O fato preocupava e entristecia os velhos e últimos conhecedores de antigos ritos do “Povo do Queixada” (yawanawá). Raimundo Luis Tuin Kuru, pai de 17 filhos, dos quais muitos hoje ajudam a administrar a Terra Indígena, foi dessas pessoas que passam a vida a colher conhecimento, e temia que tudo se perdesse e seu povo se tornasse sem alma como “um rio sem peixe”.

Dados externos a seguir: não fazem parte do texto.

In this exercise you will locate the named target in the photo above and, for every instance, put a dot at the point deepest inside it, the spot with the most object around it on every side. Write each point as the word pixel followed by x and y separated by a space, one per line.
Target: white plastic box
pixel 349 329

Falecido em 2010, Tuin Kuru teve a chance de ver ainda o reacender da chama de sua cultura em 2002, com a realização do 1º Festival de Manifestações e Tradições do Povo Yawanawá. Seu filho Joaquim Tashkã Yawanawá conta que naquele momento o velho líder declarou “agora posso morrer feliz”. “Já fazia mais de 70 anos que muitas das cerimônias não eram praticadas”, dizia com os olhos cheio de lágrimas Tuin Kuru.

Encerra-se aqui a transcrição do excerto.